In 1980, I read a piece in New York Magazine by Gael Greene entitled "Detour to Greatness." It was about Fredy Girardet, widely recognized at the time as Earth's greatest chef whose restaurant in Switzerland was - and still is - my fine dining Mount Everest. I still remember the kicker of Greene's piece; "Discovery is, I suppose, always more thrilling than confirmation. In Girardet's case, the confirmation of his creative genius is an endless joy."
That's how I felt a few days ago when Nancy and I - and five friends along for Dining Italy MMXIV - ate at Pepe in Grani, the restaurant of Franco Pepe located in the hamlet of Caiazzo about an hour north of Naples.
A year ago, Nancy and I "discovered" it. on a recommendation from "Fearless" Faith Willinger, or, more accurately, on orders from Fearless Faith, It led to a Krikorian Writes story that stated Pepe in Grani ( Pepe in grains) was "The World's 2nd Best Pizza"; http://krikorianwrites.com/blog/2013/9/2/the-worlds-second-best-pizza. The lede of that piece was that the best pizza in the world is your favorite, but, after that comes Pepe in Grani . (Loyalty is paramount to me.. As Cleamon "Big Evil" Johnson would say, "Blood makes you related, but loyalty makes you family" and I am nothing but loyal to Pizzeria Mozza.)
Still, that night in Campania tested my loyalty. One of the pizzas, - called "The Dream of Caiazzo" by me, and "Il Sole nel Patto" ( "The Sun on a Plate:") by Franco Pepe -- was, to borrow a MMXIV team member Bobby Silverstein food adjective, "profound".
So, this year,. when, after two other pizzas and a calzone, the waiter dropped the Dream of Caiazzo, Il Sole nell piatto , the sun on a plate, I stared in silence before I ate it.
When I did, it made me sad.
This pizza made me think of all the people in my life I care about who coudn't be here tonight, who would never be here. It was the saddest plate of food I ever ate. Don't get me wrong. It wasn't like I was crying and all sloppy. It made me hope my good fortune on others.

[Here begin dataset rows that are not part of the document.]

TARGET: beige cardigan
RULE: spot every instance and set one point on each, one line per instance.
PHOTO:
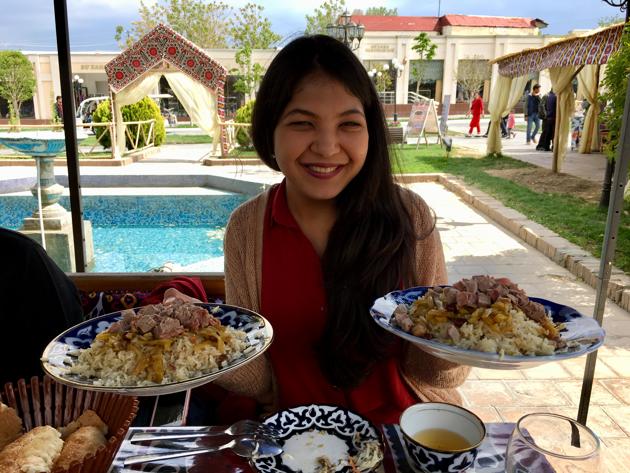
(431, 378)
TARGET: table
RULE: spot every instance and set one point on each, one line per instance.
(489, 460)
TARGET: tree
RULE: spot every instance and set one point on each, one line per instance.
(203, 23)
(327, 13)
(426, 50)
(382, 77)
(471, 74)
(17, 80)
(249, 31)
(381, 11)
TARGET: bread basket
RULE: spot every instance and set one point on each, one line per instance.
(45, 402)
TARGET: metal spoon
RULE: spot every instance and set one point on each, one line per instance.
(242, 446)
(242, 427)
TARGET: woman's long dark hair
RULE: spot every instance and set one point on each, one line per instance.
(370, 249)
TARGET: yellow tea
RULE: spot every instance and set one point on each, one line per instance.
(441, 439)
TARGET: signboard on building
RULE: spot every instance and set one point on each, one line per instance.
(423, 119)
(446, 105)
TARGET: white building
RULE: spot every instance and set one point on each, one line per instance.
(457, 37)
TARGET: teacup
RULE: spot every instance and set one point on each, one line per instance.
(441, 437)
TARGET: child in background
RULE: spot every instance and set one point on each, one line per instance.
(511, 124)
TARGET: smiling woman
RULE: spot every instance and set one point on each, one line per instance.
(313, 252)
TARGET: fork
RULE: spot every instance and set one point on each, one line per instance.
(242, 427)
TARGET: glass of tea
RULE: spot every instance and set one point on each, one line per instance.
(552, 443)
(441, 437)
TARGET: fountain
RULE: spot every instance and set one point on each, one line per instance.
(50, 224)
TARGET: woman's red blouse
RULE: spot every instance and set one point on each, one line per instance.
(294, 301)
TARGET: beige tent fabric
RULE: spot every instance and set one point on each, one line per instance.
(130, 94)
(561, 81)
(505, 95)
(588, 82)
(198, 101)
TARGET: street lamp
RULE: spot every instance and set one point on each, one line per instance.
(610, 163)
(397, 68)
(346, 31)
(77, 83)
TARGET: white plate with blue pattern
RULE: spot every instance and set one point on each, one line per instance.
(585, 330)
(313, 431)
(61, 353)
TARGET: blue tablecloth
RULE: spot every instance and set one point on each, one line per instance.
(490, 459)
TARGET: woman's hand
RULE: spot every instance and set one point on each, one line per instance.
(171, 295)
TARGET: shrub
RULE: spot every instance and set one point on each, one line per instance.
(145, 109)
(244, 115)
(615, 83)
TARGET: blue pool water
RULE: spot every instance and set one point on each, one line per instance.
(138, 233)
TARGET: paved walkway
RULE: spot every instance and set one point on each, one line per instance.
(475, 245)
(586, 166)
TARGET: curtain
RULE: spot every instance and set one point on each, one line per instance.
(505, 95)
(588, 84)
(200, 104)
(561, 82)
(131, 94)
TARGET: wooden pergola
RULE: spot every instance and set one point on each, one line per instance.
(579, 56)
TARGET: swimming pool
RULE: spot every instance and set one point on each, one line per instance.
(136, 233)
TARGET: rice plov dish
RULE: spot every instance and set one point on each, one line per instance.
(161, 343)
(483, 314)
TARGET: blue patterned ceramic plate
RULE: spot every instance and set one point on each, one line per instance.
(314, 431)
(60, 354)
(579, 328)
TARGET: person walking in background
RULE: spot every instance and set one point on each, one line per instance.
(511, 123)
(531, 114)
(476, 110)
(550, 122)
(542, 114)
(59, 108)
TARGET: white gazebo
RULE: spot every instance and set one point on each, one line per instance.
(195, 78)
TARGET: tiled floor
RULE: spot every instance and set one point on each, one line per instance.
(475, 245)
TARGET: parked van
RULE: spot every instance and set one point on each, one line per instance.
(87, 107)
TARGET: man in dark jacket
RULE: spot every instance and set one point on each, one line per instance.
(38, 302)
(547, 136)
(531, 114)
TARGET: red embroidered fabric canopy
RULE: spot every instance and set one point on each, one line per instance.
(133, 71)
(164, 44)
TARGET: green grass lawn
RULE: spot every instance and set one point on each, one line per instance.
(170, 140)
(580, 222)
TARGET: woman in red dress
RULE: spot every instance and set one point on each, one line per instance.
(476, 110)
(312, 253)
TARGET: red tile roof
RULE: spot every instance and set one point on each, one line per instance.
(488, 21)
(434, 23)
(398, 23)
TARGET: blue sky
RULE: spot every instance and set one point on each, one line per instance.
(29, 24)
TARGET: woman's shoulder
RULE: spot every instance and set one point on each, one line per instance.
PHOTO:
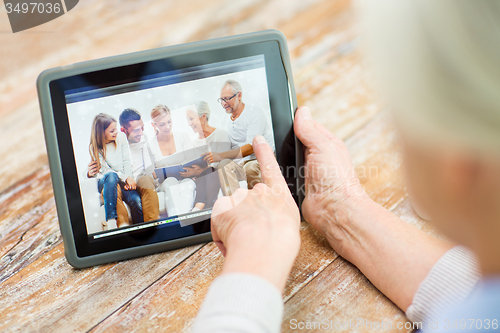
(121, 139)
(219, 133)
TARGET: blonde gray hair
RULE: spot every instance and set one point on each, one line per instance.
(439, 64)
(235, 86)
(202, 108)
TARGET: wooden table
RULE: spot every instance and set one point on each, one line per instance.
(41, 292)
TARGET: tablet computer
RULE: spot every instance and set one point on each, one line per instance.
(109, 123)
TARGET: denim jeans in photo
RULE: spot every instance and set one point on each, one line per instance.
(108, 186)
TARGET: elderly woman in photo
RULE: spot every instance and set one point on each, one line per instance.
(168, 148)
(210, 141)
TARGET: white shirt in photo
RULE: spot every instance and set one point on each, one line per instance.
(251, 122)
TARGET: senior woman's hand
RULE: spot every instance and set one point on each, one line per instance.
(258, 230)
(332, 187)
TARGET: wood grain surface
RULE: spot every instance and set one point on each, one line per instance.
(41, 292)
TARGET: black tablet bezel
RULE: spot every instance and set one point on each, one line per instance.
(282, 120)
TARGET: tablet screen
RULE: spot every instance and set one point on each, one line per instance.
(147, 149)
(160, 123)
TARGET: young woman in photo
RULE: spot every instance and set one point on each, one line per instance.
(111, 165)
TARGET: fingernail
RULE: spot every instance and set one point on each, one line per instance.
(260, 139)
(306, 113)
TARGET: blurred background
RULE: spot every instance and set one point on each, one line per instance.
(322, 38)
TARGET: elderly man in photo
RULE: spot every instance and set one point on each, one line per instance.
(142, 162)
(245, 123)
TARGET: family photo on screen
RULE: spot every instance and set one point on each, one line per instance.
(146, 164)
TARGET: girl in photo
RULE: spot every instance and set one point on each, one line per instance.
(111, 165)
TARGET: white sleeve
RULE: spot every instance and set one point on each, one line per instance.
(448, 283)
(240, 302)
(256, 126)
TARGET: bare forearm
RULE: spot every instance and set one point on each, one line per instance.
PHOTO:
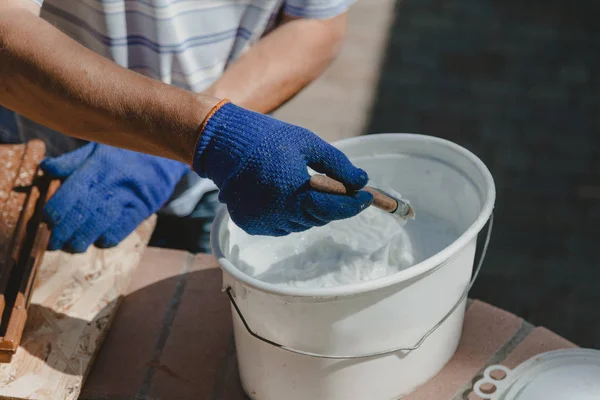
(282, 63)
(51, 79)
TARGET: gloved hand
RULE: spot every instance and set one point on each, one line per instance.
(107, 193)
(260, 166)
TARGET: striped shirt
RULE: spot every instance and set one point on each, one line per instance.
(187, 43)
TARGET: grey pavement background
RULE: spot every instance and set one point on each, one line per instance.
(517, 83)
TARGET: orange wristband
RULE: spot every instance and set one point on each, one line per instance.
(210, 114)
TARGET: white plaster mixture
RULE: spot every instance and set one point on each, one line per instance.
(372, 245)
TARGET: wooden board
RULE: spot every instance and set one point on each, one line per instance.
(74, 300)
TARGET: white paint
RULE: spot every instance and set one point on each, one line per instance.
(442, 180)
(370, 246)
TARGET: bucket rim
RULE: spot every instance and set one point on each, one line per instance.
(416, 270)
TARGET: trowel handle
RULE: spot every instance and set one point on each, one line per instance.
(325, 184)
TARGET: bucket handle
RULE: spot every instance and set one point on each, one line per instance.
(228, 291)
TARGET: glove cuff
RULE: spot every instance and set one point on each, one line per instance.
(228, 134)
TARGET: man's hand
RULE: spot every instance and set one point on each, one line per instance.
(107, 193)
(260, 166)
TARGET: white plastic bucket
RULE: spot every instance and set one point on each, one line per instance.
(375, 340)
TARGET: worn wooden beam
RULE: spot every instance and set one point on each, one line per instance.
(74, 300)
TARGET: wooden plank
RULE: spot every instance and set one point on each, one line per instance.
(74, 300)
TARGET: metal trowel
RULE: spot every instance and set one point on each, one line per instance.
(382, 200)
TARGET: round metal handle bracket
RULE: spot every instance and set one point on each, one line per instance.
(464, 295)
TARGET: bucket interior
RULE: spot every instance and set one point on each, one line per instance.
(447, 186)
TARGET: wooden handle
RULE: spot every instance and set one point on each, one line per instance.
(326, 184)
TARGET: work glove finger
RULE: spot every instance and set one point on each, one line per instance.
(66, 164)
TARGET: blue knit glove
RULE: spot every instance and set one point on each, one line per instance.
(107, 193)
(260, 166)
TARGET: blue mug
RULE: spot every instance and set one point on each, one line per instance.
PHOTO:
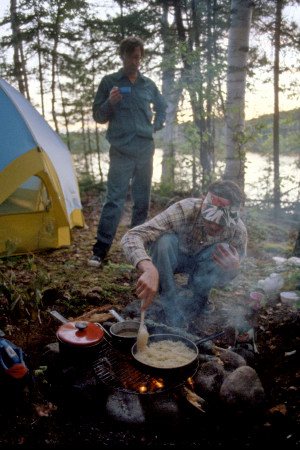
(125, 90)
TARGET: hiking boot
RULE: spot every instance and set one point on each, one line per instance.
(95, 261)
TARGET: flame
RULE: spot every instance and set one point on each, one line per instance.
(143, 389)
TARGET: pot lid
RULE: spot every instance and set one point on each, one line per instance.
(81, 334)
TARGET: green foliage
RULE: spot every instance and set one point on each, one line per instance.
(24, 301)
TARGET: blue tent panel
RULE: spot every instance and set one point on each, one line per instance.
(16, 138)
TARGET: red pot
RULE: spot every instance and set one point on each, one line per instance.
(79, 339)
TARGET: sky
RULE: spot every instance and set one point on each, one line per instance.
(260, 99)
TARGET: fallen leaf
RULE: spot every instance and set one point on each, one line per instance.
(278, 408)
(45, 410)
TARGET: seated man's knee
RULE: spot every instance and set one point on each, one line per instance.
(166, 241)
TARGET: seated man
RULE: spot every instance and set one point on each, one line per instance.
(203, 238)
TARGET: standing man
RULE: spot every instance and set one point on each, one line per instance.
(125, 100)
(204, 238)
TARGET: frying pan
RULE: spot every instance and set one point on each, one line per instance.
(175, 338)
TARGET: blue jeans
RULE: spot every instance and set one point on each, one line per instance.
(168, 260)
(122, 169)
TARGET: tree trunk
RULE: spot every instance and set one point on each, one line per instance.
(171, 92)
(296, 251)
(238, 47)
(39, 52)
(277, 34)
(16, 44)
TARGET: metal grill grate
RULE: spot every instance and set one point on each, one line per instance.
(119, 370)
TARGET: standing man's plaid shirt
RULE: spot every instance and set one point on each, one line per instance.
(183, 219)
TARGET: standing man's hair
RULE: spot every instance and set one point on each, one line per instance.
(128, 45)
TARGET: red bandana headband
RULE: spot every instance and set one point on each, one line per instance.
(219, 210)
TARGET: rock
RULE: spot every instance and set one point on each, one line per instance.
(247, 354)
(209, 379)
(242, 390)
(231, 360)
(125, 407)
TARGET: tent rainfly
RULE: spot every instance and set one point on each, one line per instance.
(39, 195)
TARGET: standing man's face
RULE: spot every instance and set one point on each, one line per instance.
(131, 61)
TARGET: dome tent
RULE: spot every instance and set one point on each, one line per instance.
(39, 195)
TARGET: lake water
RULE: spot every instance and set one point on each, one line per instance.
(258, 175)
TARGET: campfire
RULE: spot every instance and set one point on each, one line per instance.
(130, 393)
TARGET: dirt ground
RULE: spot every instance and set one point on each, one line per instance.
(33, 285)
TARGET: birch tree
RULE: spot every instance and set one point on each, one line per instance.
(238, 47)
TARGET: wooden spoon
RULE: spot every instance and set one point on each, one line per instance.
(143, 335)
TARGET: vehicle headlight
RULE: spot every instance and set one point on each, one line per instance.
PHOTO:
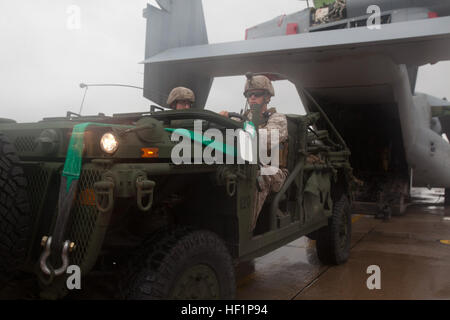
(109, 143)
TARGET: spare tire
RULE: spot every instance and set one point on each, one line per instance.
(15, 213)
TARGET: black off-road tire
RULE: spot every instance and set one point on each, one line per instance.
(15, 213)
(333, 246)
(162, 263)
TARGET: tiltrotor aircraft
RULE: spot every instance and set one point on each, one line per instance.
(358, 59)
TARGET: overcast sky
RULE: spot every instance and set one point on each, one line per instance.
(42, 60)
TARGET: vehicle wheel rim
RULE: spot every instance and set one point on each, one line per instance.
(197, 282)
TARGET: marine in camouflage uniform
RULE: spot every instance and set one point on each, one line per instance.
(273, 182)
(259, 90)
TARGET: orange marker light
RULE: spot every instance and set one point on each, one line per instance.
(150, 153)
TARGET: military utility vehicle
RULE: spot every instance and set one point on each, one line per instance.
(103, 193)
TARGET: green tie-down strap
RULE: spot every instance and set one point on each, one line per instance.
(195, 136)
(72, 166)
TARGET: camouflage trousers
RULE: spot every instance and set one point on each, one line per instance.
(268, 183)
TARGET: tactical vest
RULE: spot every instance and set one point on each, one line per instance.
(283, 145)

The next day when we saw Franco Pepe, he said, with a sly grin - and through his lovely assistant, Margherita - that he was very honored and content to be the 2nd best pizza in the world and "I just hope I don't drop down to number three or four."
This loyal person is not giving up Mozza's title, but it's time to share the crown.
The world's best pizza is still located at Highland and Melrose in Los Angeles . The world's best pizza is also located on Vicolo San Giovanni Battista in Caiazzo.
Pepe in Grani has two sleek, modern bedrooms that rent for about 100 euro a night. So after the pizza dinner, you can dream about them one flight up.